Nach unserem Ruhetag starten wir wieder motiviert auf die vorletzte Etappe nach Ushuaia. Der Wetterbericht ist für die nächsten zwei Tage ganz gut und das wollen wir nutzen. Es geht weiter durch die Pampa und irgendwann setzt leichter Nieselregen ein. Um die Mittagszeit überholen wir Beth und John. Wir tauschen uns kurz aus und fahren dann weiter, denn wir haben für den Abend das gleiche Ziel. Unser Übernachtungsplatz ist diesmal das Lager einer Bäckerei. Der Besitzer ist großer Freund von Radfahren und lässt seit Jahren Radreisende zwischen den Regalen mit Lebensmitteln schlafen. Ein alter Backofen mit Gas dient als Heizung, es gibt ein Bad mit Dusche und Abspülen darf man dort wo Sandwiches belegt und Torten dekoriert werden. An diesem Nachmittag treffen dort 15 Radreisende ein, was den Lagerraum diesbezüglich fast an seine Kapazitätsgrenzen bringt. Jeder findet aber ein Plätzchen und wir verbringen den restlichen Tag damit mit Dulce de Leche gefüllte Churros zu essen und uns mit den anderen Radfahrern auszutauschen. Darunter sind unteranderem wieder Jana und Dries aus Belgien, die Franzosen von der Fähre, John und Beth und sogar ein weiterer Münchner. Der Abend endet tatsächlich mit Diskussionen über die anstehende Bundestagswahl in Deutschland vorm Brötchenofen mit selbstgekochter Pasta. Alles andere als alltäglich.
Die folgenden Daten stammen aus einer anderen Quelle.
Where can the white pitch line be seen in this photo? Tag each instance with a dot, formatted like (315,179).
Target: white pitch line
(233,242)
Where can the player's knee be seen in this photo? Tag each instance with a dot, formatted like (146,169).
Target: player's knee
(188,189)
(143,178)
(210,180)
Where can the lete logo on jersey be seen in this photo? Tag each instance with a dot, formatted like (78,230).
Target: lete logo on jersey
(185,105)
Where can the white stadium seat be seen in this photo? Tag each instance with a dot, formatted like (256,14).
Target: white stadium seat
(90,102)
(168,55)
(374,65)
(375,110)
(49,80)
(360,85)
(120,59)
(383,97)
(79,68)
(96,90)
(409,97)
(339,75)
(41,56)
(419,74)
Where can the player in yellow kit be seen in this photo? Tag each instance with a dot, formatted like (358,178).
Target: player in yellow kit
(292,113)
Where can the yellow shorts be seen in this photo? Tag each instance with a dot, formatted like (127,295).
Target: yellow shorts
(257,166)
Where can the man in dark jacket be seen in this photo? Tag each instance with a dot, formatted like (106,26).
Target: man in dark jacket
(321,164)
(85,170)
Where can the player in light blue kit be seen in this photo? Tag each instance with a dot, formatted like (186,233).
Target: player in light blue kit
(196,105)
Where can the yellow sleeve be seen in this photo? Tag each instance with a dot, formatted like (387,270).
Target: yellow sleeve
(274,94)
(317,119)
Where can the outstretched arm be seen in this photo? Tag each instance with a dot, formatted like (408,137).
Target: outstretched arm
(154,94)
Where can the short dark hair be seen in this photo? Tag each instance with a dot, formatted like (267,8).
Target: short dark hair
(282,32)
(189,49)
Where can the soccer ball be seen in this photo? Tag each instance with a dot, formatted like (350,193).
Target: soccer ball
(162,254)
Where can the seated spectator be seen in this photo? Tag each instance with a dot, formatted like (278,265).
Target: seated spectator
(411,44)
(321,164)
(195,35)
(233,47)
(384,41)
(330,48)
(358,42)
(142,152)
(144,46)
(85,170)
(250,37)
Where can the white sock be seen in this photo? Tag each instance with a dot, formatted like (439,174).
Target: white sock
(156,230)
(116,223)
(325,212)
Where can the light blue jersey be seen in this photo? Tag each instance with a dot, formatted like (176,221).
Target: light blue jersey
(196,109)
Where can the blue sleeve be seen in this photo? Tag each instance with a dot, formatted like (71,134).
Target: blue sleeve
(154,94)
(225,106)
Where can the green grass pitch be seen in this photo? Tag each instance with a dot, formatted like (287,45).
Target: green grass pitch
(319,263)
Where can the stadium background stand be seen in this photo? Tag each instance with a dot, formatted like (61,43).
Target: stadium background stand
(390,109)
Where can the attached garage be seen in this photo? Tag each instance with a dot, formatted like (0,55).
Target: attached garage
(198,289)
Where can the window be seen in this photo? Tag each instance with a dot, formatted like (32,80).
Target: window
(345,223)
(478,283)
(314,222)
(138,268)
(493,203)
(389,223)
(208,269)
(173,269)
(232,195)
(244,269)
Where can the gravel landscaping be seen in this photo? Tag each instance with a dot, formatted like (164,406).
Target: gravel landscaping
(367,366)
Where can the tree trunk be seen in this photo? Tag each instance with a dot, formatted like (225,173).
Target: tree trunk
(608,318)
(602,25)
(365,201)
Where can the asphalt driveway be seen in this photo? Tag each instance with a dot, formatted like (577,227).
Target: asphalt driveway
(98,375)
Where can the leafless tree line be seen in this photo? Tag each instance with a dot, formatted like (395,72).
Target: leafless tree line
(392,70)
Natürlich decken wir uns am nächsten Morgen auch noch mit leckeren Teilchen ein und brechen mit vielen anderen in Richtung der südlichsten Stadt der Welt auf. Die letzten 100 km gestalten sich nochmal sehr abwechslungsreich. Eine Zeit lang fahren wir im belgischen Kreisel (mit belgischer Beteiligung) um dem leichten Gegenwind zu trotzen. Dann lockern Berge und Seen die Landschaft auf und an einem Pass mit tollem Blick essen wir Brötchen mit Thunfisch und Käse. Die Strecke macht richtig Spaß und doch reicht es dann nach guten 100 km und 1000 Höhenmetern und es ist ein gutes Gefühl unser erstes großes Etappenziel zu erreichen. Hier verweilen wir ein paar Tage, ruhen uns aus und machen eine richtig schöne Wanderung zu einem Gletscher.
Wir verlassen Ushuaia mit dem Bus und fahren zurück nach Punta Arenas. Oft schauen wir auf die Straße und erinnern uns wie sich der Teil der Strecke mit dem Fahrrad angefühlt hat (definitiv anders :-)). Auch in Punta Arenas haben wir noch ein paar Tage Zeit. Wir sind im gleichen Hostel wie zwei Wochen zuvor und lernen viele nette Reisende kennen – einige kennen wir noch vom letzten Mal. Außerdem nehmen wir einen Tag einen Mietwagen und fahren mit Beth und John aus der Stadt raus. Auf einer Wanderung entlang der Küste sehen wir Delfine und einen Magelanspecht. Dabei sind wir ein letztes Mal dem sehr wechselhaftem patagonischen Wetter ausgesetzt. Denn dann steht unser Flug nach Arica in den Norden von Chile an.